A cell product with a size of 0.3 mm ^{3 is} transplanted into animals of the experimental group into the liver parenchyma (2 transplants per animal). As a control, a gel without cells of a similar size is used, which is transplanted into animals of the control group.

Over the next 4 weeks, biochemical blood parameters of the experimental and control groups of animals are measured. The results of the study are presented in table 1.

Table 1 Biochemical analysis of blood of mice during transplantation of a cell product Days after transplant
tions Biochemical marker Intact mice without liver disease (control) Mice with liver disease after gel transplantation without cells (control) Mice with liver disease after transplantation of a cell product 0 Bilirubin, μm 21 204 210 Albumin, g / l 52 23 24 Urea, mm 8.0 3.0 3.2 5 Bilirubin, μm 20.5 200 115 Albumin, g / l 51 25 31 Urea, mm 7.4 3,1 4,5 10 Bilirubin, μm 22 186 98 Albumin, g / l 51 31 45 Urea, mm 7.8 3.3 6.0 fifteen Bilirubin, μm 21.5 177 64 Albumin, g / l 53 35 48 Urea, mm 8.0 3,7 6.8 twenty Bilirubin, μm 23 154 58 Albumin, g / l 52 35 fifty Urea, mm 7.9 3.6 7.0 25 Bilirubin, μm 21 135 53 Albumin, g / l 52 36 52 Urea, mm 8.0 3.8 7.0 thirty Bilirubin, μm 22 110 54 Albumin, g / l 53 36 51 Urea, mm 8.1 4.0 7.0

The study found that in the control group of animals there was a significant increase in the amount of bilirubin in the blood, the content of urea and albumin was reduced compared to the normal value. During 4 weeks of observation, the biochemical blood parameters of the animals of the control group steadily improved: the bilirubin content decreased from 204 μM and amounted to 110 μM. In the experimental group, the decrease in the concentration of bilirubin in the blood was more pronounced, the concentration of bilirubin was about 54 μM at the end of the observation, which indicates an active detoxification function of the administered drug. The urea concentration was about 4 mM for the control group of animals at the end of the observation and 7 mM for the experimental group, while the concentration of urea in mice with intact liver was 8 mM.

Thus, the cell product according to the invention is able to compensate for the lack of synthetic function at the level of hepatocytes.

Example 3. Evaluation of the effectiveness of the cell product for extracorporeal detoxification.

To evaluate the effectiveness of the cell product obtained in Example 1 for extracorporeal detoxification, blood serum was taken from male rats with liver pathology and passed through a cell product column at a rate of 2 ml / min in a CO ₂ incubator at 37 ° C and 5% CO ₂ .

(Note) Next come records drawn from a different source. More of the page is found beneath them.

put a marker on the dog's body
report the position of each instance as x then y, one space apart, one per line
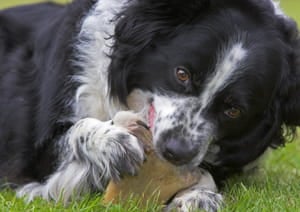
221 75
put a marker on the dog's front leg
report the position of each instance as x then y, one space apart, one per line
91 153
202 196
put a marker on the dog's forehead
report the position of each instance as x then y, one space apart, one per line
227 69
229 66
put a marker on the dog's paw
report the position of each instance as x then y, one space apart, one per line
193 199
113 149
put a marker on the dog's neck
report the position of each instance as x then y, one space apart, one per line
92 49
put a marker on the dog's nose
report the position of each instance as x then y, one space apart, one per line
179 152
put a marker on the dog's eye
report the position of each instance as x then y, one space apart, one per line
182 74
233 113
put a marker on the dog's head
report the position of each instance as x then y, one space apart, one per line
223 75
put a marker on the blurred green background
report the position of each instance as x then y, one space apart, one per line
292 7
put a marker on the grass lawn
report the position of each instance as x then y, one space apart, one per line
275 187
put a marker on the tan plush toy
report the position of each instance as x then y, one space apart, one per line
156 178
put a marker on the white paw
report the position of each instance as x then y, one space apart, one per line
110 148
195 198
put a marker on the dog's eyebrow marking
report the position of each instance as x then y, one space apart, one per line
226 68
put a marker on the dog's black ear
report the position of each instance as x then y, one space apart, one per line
290 85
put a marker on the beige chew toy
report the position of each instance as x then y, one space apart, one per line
156 178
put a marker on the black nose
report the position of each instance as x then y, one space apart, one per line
179 152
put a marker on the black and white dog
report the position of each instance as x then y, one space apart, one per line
219 78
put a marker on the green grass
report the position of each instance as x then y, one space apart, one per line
274 187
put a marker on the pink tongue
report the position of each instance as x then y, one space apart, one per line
151 116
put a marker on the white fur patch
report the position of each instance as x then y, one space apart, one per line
224 73
92 158
93 45
201 196
277 8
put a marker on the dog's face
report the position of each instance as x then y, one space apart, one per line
215 81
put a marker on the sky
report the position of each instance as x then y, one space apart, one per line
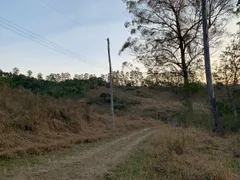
97 20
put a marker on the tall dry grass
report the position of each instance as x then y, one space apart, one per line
33 124
191 154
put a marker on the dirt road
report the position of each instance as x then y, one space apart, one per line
89 164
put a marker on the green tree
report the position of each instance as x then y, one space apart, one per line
16 71
166 35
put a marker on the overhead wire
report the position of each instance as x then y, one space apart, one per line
45 42
66 16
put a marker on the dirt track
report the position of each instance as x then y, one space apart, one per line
88 164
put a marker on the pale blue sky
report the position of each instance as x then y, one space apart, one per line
98 19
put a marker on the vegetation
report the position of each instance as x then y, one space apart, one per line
182 154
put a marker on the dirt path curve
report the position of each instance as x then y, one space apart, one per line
90 164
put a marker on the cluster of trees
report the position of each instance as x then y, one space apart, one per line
56 85
167 37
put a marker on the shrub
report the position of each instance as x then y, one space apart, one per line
228 124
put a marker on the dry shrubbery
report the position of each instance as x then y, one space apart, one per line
190 154
31 123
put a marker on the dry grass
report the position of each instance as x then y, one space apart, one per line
190 154
32 124
183 154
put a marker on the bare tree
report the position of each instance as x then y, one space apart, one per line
228 71
40 76
29 73
167 35
16 71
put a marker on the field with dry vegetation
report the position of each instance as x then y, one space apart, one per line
183 154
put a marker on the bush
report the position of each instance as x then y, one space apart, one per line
120 107
228 124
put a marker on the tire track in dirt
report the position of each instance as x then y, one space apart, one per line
89 164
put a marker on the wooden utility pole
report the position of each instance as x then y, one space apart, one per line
111 85
213 106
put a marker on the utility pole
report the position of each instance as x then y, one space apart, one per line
213 106
111 85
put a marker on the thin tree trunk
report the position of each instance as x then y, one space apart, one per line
234 109
212 100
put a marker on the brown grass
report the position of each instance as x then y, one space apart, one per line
190 154
32 124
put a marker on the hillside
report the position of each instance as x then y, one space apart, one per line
32 123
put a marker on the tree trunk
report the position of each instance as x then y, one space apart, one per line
234 109
186 86
212 100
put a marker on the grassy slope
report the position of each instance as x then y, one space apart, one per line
31 123
183 154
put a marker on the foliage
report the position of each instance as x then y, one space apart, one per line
228 124
68 88
166 36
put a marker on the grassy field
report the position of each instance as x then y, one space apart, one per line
183 154
33 124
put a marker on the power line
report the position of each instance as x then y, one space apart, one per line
43 41
65 15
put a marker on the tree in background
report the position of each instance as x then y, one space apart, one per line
166 35
228 72
29 73
16 71
39 76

As control 1, use blood serum before passing through the cell product. As control 2, a gel without cells was used.

The results of the detoxification experiment are presented in Table 2.

Table 2 Biochemical analysis of rat blood serum after passing through a cell product in vitro Biochemical marker Serum of rats with liver pathology before passing (control 1) Blood serum of rats with liver pathology after passing through a gel without cells (control 2) Blood serum of rats with liver pathology after passing through a cell product (experimental group) Bilirubin, μm 175 175 95 Albumin, g / l 24 25 54 Urea, mm 3,1 3.0 6.0

As can be seen from table 2, after passing the blood serum through a gel without cells, a significant change in the biochemical parameters of the tested samples (in comparison with control 1) was not observed. The bilirubin and urea albumin values fluctuated around the initial value (about 25 g / l, 175 μM and 3 mm, respectively). While in the experimental group there were observed changes in blood biochemical parameters: 54 g / l of albumin, 95 μM bilirubin and 6 mm urea, which indicates the effectiveness of the cell product for use in extracorporeal liver apparatuses.

Claims (1)

A cell product for the treatment and correction of liver failure, containing adult stem cells in a collagen gel, characterized in that it contains a stem cell population of submandibular salivary gland treated stem cells treated with valproic acid at a concentration of 0.1-40 mm and cultured in collagen gel, while stem cells are characterized by the phenotype CD49f + / EpCAM + and during the treatment with valproic acid and cultivation in a collagen gel change the expression profile to 1AAT + / PEPCK + / G6 P + / TDO + / CYP P4503A13 +, and also acquire the ability to synthesize urea and albumin.